It’s one of the many pleasures of dining in a small, Russian River town: a cold, Sonoma County brewed beer, a good burger, and live, rockin’ music.

Such is the case at Barley and Hops Tavern, which has been charming customers in Occidental since the summer of 2008. But this March, owners Noah Bolmer and Mirjam Maggio Bolmer transferred ownership to Molly Shanley Musso and Giancarlo Musso, and now, the pub is even better, thanks to a larger emphasis on the restaurant side of what has traditionally been more of a beer palace.

It was a natural move for Giancarlo, who was raised in Santa Rosa with his Italian mother Carla Musso, a chef who owned the former Borgo Antico restaurant and her own catering business. Molly, meanwhile, is a native Santa Rosian with a background in interior design and antiques – a good fit, since the three-story yellow clapboard Victorian house boasts period detail like parlor chandeliers and a wall display of antique beer taps in the entry bar, with the warren of small dining rooms trimmed in yellow walls anchored by charcoal-black painted wainscoting. 

Right off the bat, the duo lined up more live music artists to perform Thursday through Saturday nights, and added even more beers to the line-up of local and boutique beers already spanning some 50 pages. Choices feature many Sonoma County crafts, and might include dark, hoppy Sunshine Fix American double/Imperial IPA crafted by San Francisco’s Social Kitchen & Brewery, or Rye Ryerish Irish Dry Stout style beer brewed by Berryessa Brewing Co. in Winters.

Some menu staples the Mussos wouldn’t dare change, such as the giant housemade Bavarian pretzel ($5) served hot and scattered in salt - we pull off plump pieces and dunk them in stone ground mustard. The signature Chimay chicken ($15.75) remains, too, great with its crunchy pretzel beer batter fried crisp, side of chunky mashed potatoes, sautéed mixed vegetables and lots of mustard and sweet cream gravy.

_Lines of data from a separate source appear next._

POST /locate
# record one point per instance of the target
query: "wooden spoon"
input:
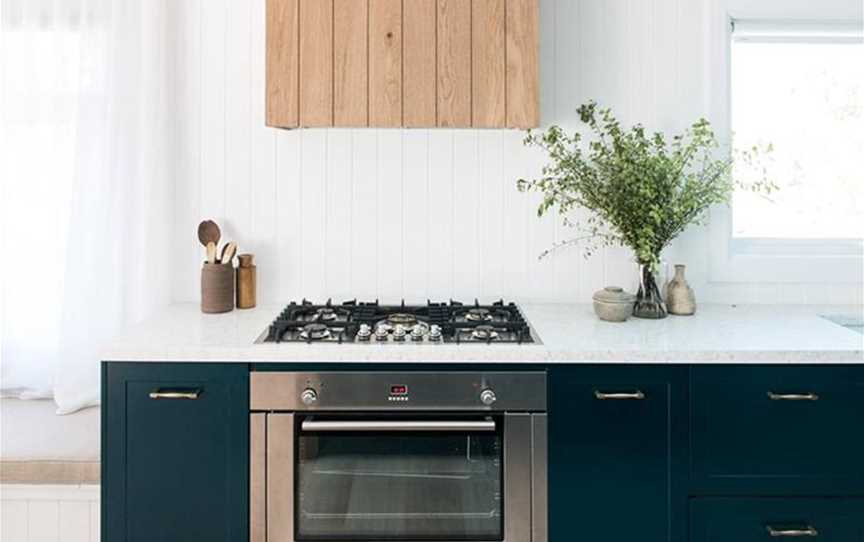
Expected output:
(228, 252)
(211, 252)
(208, 232)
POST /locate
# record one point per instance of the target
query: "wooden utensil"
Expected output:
(208, 232)
(228, 252)
(211, 252)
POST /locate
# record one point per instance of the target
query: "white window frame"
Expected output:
(772, 260)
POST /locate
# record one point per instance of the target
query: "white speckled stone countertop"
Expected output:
(569, 333)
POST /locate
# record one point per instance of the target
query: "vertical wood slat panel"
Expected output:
(282, 63)
(454, 63)
(488, 63)
(420, 71)
(350, 63)
(523, 93)
(385, 63)
(316, 62)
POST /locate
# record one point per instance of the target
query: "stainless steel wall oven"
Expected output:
(449, 457)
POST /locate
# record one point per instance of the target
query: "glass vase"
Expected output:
(649, 301)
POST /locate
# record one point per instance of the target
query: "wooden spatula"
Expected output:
(211, 252)
(208, 232)
(228, 252)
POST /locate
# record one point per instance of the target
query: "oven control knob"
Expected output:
(487, 397)
(309, 397)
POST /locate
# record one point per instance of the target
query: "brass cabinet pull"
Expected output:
(792, 396)
(619, 396)
(175, 394)
(792, 533)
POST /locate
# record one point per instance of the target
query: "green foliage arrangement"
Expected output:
(640, 190)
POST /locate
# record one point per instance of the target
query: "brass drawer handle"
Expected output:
(792, 533)
(175, 394)
(619, 396)
(792, 396)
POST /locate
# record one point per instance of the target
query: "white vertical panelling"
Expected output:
(441, 265)
(391, 215)
(55, 513)
(289, 226)
(426, 213)
(339, 217)
(238, 93)
(189, 253)
(468, 198)
(364, 200)
(261, 240)
(415, 204)
(43, 521)
(313, 213)
(494, 252)
(95, 522)
(13, 520)
(214, 108)
(74, 521)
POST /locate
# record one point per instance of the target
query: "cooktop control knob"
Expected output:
(487, 397)
(309, 397)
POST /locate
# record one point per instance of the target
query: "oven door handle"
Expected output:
(398, 425)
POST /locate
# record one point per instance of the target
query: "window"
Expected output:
(800, 88)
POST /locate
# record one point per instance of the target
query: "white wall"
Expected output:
(427, 213)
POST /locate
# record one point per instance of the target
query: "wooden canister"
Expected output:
(217, 288)
(246, 282)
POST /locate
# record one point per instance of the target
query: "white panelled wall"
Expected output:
(419, 214)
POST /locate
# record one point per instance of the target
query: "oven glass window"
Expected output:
(396, 485)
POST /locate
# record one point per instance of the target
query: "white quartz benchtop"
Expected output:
(569, 333)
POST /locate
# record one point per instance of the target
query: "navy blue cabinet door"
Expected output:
(774, 430)
(174, 452)
(614, 456)
(760, 520)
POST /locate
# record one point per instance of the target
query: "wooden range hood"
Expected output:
(402, 63)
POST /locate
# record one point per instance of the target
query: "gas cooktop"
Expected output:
(371, 322)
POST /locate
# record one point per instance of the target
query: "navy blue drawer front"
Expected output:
(761, 520)
(175, 452)
(777, 430)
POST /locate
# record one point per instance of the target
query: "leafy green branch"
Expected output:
(639, 190)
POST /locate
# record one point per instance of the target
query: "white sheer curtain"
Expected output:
(86, 205)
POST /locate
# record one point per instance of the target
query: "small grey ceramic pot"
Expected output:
(680, 299)
(613, 304)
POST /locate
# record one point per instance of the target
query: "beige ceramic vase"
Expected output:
(680, 299)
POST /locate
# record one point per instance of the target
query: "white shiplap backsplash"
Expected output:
(419, 214)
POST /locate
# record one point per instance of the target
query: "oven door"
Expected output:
(337, 478)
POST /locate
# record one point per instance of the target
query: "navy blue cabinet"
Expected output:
(175, 452)
(617, 453)
(775, 430)
(758, 520)
(650, 453)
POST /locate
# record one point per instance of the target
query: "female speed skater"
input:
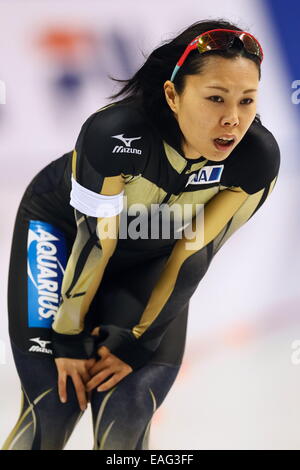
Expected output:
(99, 289)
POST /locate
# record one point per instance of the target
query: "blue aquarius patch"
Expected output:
(46, 262)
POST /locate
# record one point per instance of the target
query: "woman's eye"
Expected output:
(248, 99)
(215, 96)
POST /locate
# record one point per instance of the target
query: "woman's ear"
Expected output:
(171, 95)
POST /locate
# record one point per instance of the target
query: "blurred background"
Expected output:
(238, 387)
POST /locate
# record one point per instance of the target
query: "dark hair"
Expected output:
(147, 83)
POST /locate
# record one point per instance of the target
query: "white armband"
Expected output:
(96, 205)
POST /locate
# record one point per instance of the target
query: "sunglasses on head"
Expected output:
(220, 39)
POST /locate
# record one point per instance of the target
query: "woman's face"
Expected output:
(205, 112)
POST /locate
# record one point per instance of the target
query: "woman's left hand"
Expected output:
(108, 365)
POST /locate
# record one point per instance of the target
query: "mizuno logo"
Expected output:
(41, 347)
(207, 175)
(127, 141)
(41, 342)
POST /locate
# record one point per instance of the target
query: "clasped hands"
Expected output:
(108, 365)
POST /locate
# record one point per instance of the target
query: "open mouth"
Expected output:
(223, 145)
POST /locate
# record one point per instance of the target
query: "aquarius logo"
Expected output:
(46, 261)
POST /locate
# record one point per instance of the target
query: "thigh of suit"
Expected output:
(122, 415)
(44, 423)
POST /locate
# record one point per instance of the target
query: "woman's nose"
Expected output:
(231, 119)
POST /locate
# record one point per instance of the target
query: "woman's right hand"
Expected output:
(78, 369)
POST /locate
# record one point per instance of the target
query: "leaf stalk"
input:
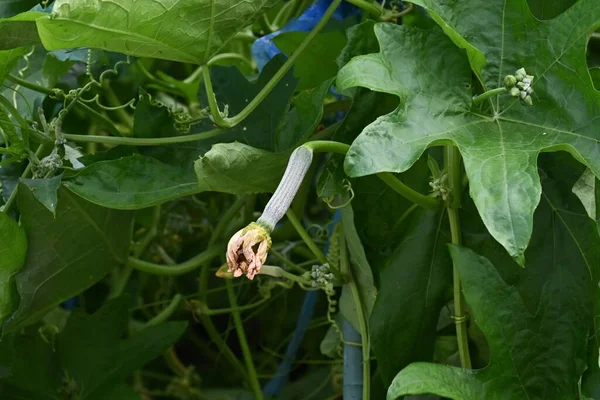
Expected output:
(224, 121)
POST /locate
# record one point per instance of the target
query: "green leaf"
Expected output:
(41, 68)
(94, 356)
(548, 9)
(120, 391)
(323, 51)
(167, 172)
(240, 169)
(90, 356)
(8, 59)
(361, 270)
(585, 189)
(523, 344)
(14, 144)
(19, 30)
(45, 191)
(137, 182)
(9, 8)
(262, 128)
(67, 253)
(188, 30)
(536, 320)
(500, 142)
(413, 289)
(131, 182)
(152, 119)
(304, 116)
(13, 247)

But the popular burgers now flaunt herb-spice seasoned Niman Ranch grass fed beef ($11), and garlic fries ($5/$7.50) are greater pungent pleasure, the thick cut, skin-on wands smothered in fresh minced cloves. And there’s a new spinach salad, the leaves tossed with strawberries, shaved red onion and poppy seed dressing with a side of Brie toast ($12).

Most of the new items appear as specials, though, including sautéed prawns with buttery sofrito sauce over cilantro rice with avocado salad ($17.75), and Thai chicken lettuce cups doused in vibrant ginger and chile garlic sauce ($13). The idea is to showcase seasonal ingredients, and West County products, Molly explains, alongside regular menu features like the Bodega Catch, a cornmeal-crusted rock cod grilled and layered with lettuce, tomato and remoulade on brioche, paired with fries and housemade pickles ($12).